Pemanggilan tersebut atas dugaan tidak netral yang dilaporkan tim hukum pasangan calon nomor urut 1 di Pilwali Kota Makassar, Danny Pomanto- Fatmawati Rusdi.
Ketua Bawaslu Makassar, Nursari mengatakan keduanya memenuhi panggilan untuk memberikan klarifikasi. Proses klarifikasi tersebut berlangsung melalui daring.
"Tadi sudah diklarifikasi di zoom, inikan ada laporan masyarakat kebetulan Pj dan Gubernur berstatus sebagai terlapor. Maka kami klarifikasi sekaitan dengan pelaporan itu," kata Nursari, Rabu (25/11/2020).
Dia enggan menjabarkan lebih detail pokok pembicaraan dengan Pj Wali Kota Rudy dan Gubernur Nurdin terkait dengan pemanggilan tersebut.
"Kalau soal keterangan saya tidak bisa sebarkan," ungkapnya.
Sebelumnya, Tim hukum Mohammad Ramdhan 'Danny' Pomanto-Fatmawati Rusdi, Ahmad Rianto melaporkan Sekretaris Camat (Sekcam) Ujung Tanah Andi Syaiful ke Badan Pengawas Pemilu (Bawaslu) Kota Makassar.
Pelaporan tersebut ihwal netralitas Aparat Sipil Negara lantaran dinilai ikut dalam kontestasi politik di Makassar.
Berdasarkan rekaman yang beredar luas, mereka disinyalir telah menyusun agenda untuk memenangkan salah satu calon kontestan Pilkada Makassar.
Pasalnya, Sekcam Ujung Tanah menyebut nama Gubernur Sulsel dan Pj Wali Kota Makassar sebagai bagian yang memberi instruksi untuk memenangkan salah satu kandidiat Pilkada.

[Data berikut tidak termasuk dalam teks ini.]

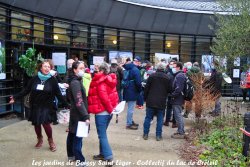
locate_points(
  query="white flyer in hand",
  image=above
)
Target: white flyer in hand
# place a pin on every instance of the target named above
(119, 108)
(82, 129)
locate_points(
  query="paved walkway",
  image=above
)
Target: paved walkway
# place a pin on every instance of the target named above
(17, 145)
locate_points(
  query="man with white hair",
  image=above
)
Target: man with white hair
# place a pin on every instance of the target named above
(156, 92)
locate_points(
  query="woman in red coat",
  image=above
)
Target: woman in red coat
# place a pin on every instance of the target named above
(102, 100)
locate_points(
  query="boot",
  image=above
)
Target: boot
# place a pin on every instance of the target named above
(39, 142)
(52, 145)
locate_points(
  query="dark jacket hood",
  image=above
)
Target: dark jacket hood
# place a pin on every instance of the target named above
(109, 79)
(129, 66)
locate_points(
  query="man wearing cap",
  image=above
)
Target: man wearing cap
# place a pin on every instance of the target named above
(156, 92)
(131, 93)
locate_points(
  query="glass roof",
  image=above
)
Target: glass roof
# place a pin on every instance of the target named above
(196, 6)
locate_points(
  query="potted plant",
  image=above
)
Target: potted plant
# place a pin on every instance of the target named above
(29, 61)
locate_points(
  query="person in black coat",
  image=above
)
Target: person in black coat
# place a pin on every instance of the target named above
(215, 82)
(43, 88)
(78, 111)
(156, 92)
(178, 98)
(169, 109)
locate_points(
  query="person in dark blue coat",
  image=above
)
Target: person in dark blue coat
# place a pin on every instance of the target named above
(131, 93)
(178, 98)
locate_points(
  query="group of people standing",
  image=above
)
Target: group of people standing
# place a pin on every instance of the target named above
(100, 94)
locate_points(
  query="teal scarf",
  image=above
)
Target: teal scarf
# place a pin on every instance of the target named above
(44, 77)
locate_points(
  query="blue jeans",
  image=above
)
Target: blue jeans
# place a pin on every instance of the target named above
(179, 118)
(169, 111)
(130, 112)
(150, 112)
(74, 147)
(102, 123)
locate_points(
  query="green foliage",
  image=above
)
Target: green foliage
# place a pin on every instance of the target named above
(232, 35)
(224, 143)
(29, 61)
(2, 59)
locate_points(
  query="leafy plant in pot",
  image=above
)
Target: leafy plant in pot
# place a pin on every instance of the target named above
(29, 61)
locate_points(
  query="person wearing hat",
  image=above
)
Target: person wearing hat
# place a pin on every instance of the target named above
(102, 100)
(116, 69)
(132, 92)
(156, 92)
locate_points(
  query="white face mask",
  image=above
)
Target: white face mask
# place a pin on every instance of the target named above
(52, 72)
(80, 73)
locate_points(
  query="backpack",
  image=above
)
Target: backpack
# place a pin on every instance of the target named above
(188, 90)
(115, 71)
(125, 79)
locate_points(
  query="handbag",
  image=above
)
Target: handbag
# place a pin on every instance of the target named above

Menurut Ahmad, keterlibatan mereka dalam kontestasi politik didukung sejumlah bukti rekaman suara yang mengarahkan pemilih agar mendukung salah satu Paslon.
“Kami berharap Bawaslu dapat melakukan pekerjaan serius karena berkaitan dengan netralitas ASN. Saya kira apa yang dilakukan Sekcam bisa jadi atas instruksi atasan,” pungkasnya.
Padahal, kualitas demokrasi di dalam penyelenggaraan pilkada turut dipengaruhi oleh sejauh mana ASN dapat menjaga netralitasnya.
Persoalannya, ASN justru kerap kurang dapat menjaga netralitas mereka di dalam kontestasi politik dengan berbagai alasan.
Akibatnya, demokrasi yang berkualitas yang diharapkan dapat tercipta melalui sebuah proses kontestasi, berpotensi tercoreng.